ゼネトロイガーの合体は、全ての関係者が見守っていた。
「なんなんですか、あいつぁ!どうして勝手な真似を!!」と口から泡を飛ばして大激怒なスタッフに壁際まで詰め寄られ、「英雄殿に関して我々に責任を求められるのは、お門違いですぞ!」と軍の代表スパイル中尉も、怒鳴り返す。
このタイミングで合体されるなど、誰にも予想できなかった。
御劔や本郷でさえも口を挟む暇がなく、全員呆気に取られて見守ってしまった。
ようやく我に返った本郷が、ぽつりと御劔に尋ねる。
「あれは……どうやって分離するのかね?」
「あぁ、それは合体キーとなった動力が鎮まれば」と学長が説明する傍からゼネトロイガーの中央胴体部分は光り輝き、モニターを眺める全員の目を眩ませる。
「何っ?まぶしっ!」
全員が目をつぶって、もう一度開ける頃にはゼネトロイガーも六体に戻り、横一列に並んでいた。
「……赤城まどかの精神値が正常に戻ったようですね」
それにしても合体方法を事前説明しておいたにも関わらず、易々合体させてしまったデュランには溜息しか出てこない。

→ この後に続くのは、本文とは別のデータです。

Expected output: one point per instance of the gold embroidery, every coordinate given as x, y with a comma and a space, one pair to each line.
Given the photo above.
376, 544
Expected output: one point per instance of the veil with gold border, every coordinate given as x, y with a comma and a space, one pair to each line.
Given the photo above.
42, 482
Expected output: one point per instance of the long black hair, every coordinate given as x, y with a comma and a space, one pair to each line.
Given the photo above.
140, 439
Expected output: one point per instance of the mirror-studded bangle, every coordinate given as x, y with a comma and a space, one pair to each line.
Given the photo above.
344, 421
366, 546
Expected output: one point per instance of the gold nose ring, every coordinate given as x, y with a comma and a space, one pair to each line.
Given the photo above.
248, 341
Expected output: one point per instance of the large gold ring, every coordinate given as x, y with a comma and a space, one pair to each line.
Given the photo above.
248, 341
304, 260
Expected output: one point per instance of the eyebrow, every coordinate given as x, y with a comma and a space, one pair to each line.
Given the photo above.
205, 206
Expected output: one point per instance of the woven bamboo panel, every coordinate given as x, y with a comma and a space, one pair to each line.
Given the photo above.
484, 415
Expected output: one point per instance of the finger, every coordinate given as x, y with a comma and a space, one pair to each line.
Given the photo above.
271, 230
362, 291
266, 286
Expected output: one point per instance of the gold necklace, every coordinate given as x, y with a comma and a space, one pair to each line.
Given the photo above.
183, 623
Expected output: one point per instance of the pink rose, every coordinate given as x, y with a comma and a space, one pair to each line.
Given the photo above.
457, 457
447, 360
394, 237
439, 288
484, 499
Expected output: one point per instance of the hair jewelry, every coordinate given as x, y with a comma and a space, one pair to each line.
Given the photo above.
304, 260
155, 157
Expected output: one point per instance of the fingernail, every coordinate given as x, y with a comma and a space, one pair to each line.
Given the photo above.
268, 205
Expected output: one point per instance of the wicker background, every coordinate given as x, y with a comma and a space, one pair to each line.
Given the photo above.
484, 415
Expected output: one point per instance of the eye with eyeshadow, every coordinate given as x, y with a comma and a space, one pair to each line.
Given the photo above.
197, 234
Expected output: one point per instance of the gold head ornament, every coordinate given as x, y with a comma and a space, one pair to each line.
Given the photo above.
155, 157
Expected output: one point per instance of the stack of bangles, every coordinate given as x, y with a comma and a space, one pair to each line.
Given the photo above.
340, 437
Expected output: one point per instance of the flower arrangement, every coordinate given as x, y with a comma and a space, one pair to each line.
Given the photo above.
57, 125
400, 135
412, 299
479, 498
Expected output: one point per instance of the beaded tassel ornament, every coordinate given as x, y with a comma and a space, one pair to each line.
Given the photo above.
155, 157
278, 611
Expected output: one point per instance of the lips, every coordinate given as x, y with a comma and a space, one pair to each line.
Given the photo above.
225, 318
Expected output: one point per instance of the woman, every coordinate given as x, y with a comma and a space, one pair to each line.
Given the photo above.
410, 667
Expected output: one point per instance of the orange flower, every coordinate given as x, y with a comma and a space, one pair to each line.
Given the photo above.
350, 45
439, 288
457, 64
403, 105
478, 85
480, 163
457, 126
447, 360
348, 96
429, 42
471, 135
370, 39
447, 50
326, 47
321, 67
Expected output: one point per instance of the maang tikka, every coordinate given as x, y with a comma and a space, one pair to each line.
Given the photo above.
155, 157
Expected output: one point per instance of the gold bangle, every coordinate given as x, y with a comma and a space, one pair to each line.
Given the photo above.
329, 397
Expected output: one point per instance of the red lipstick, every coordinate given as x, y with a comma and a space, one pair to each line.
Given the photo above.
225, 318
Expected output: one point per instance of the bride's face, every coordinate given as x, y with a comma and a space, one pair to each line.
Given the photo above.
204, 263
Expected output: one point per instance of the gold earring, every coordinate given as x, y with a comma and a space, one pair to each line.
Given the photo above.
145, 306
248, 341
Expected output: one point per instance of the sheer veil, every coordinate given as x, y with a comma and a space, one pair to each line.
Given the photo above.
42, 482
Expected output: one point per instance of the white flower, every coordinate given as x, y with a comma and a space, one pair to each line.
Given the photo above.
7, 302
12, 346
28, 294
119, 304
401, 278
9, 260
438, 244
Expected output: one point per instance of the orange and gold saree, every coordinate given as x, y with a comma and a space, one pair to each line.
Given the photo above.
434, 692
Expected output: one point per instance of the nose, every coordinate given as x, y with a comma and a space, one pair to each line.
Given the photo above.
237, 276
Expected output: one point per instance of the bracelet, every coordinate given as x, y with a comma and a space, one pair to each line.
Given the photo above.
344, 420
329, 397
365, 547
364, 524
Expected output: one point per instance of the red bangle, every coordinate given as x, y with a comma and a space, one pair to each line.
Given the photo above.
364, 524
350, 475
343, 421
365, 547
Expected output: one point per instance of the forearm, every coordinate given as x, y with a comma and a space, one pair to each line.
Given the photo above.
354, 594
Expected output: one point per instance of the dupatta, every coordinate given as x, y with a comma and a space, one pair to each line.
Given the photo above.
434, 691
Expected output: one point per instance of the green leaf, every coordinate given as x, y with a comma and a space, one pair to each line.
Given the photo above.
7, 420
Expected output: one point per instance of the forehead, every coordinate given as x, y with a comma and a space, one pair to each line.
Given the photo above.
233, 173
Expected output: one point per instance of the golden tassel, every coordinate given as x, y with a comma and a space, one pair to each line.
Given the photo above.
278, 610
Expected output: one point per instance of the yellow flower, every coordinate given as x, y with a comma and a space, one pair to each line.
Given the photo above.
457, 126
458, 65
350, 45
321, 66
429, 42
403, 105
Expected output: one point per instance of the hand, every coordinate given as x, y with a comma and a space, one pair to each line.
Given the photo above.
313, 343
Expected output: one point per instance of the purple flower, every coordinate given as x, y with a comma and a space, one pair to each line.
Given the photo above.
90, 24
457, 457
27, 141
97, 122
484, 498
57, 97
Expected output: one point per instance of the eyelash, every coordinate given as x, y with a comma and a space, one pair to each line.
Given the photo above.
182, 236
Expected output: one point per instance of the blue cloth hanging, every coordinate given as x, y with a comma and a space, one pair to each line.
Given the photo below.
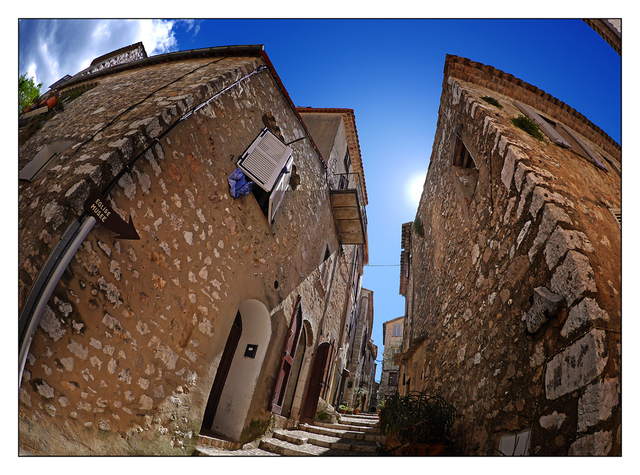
239, 185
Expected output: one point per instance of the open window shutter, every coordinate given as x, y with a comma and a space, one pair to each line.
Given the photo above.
286, 364
326, 379
549, 131
264, 159
277, 194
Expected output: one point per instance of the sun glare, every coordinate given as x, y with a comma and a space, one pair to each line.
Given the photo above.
414, 190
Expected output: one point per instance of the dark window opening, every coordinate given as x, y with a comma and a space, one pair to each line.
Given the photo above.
461, 156
465, 170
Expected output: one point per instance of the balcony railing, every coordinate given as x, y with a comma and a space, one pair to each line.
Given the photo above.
347, 201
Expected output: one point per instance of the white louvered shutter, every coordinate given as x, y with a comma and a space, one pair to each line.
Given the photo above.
277, 194
264, 159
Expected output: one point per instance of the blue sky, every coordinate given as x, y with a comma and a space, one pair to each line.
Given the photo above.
389, 71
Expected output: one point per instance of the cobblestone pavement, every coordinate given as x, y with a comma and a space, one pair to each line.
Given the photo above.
350, 436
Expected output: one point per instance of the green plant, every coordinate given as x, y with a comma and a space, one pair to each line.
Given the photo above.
322, 415
28, 92
528, 125
417, 419
492, 101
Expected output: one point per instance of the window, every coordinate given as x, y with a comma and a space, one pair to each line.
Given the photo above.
264, 159
268, 163
515, 444
465, 170
42, 159
561, 135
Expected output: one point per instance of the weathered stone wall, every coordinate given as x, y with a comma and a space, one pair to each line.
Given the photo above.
539, 217
128, 346
392, 346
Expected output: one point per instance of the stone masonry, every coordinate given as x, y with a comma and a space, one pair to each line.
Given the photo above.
127, 349
513, 296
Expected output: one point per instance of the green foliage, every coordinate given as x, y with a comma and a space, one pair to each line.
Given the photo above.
28, 92
528, 125
417, 418
492, 101
322, 415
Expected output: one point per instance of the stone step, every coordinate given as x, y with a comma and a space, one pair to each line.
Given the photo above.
368, 429
302, 437
344, 434
359, 422
282, 447
210, 441
217, 451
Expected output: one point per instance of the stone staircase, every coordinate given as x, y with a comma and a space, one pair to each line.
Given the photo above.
352, 435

たとえ、まどかに唆されたにしても、理性ある大人ならば冷静に退けて欲しかった。
だが、待て。あれは本当に理性のある大人だっただろうか。
木ノ下の報告では守秘義務ゼロだという話だし、助っ人をデュランに頼んだのが、そもそもの間違いだと言えなくもない。
御劔は、そっと溜息をつき、思考を切り替える。
この合体は、シンクロイスにも当然見られたと推測できる。
何らかの対策を立てられるか、或いはこちらの人員を狙いうちされるかもしれない。
その前に連中の本拠地を発見するしかない。
カチュアのおかげで、全員の尻に火がついたようなものだ。
どこかやる気の見られなかったベイクトピア軍にも、やる気の炎が灯ったのは喜ばしい。
捕獲されて以降のカチュアは大人しく、しかし大勢の前で責めたてるのを御劔もヨシとせず、個別に寮の一部屋へ呼び出して、しっかり説教しておいた。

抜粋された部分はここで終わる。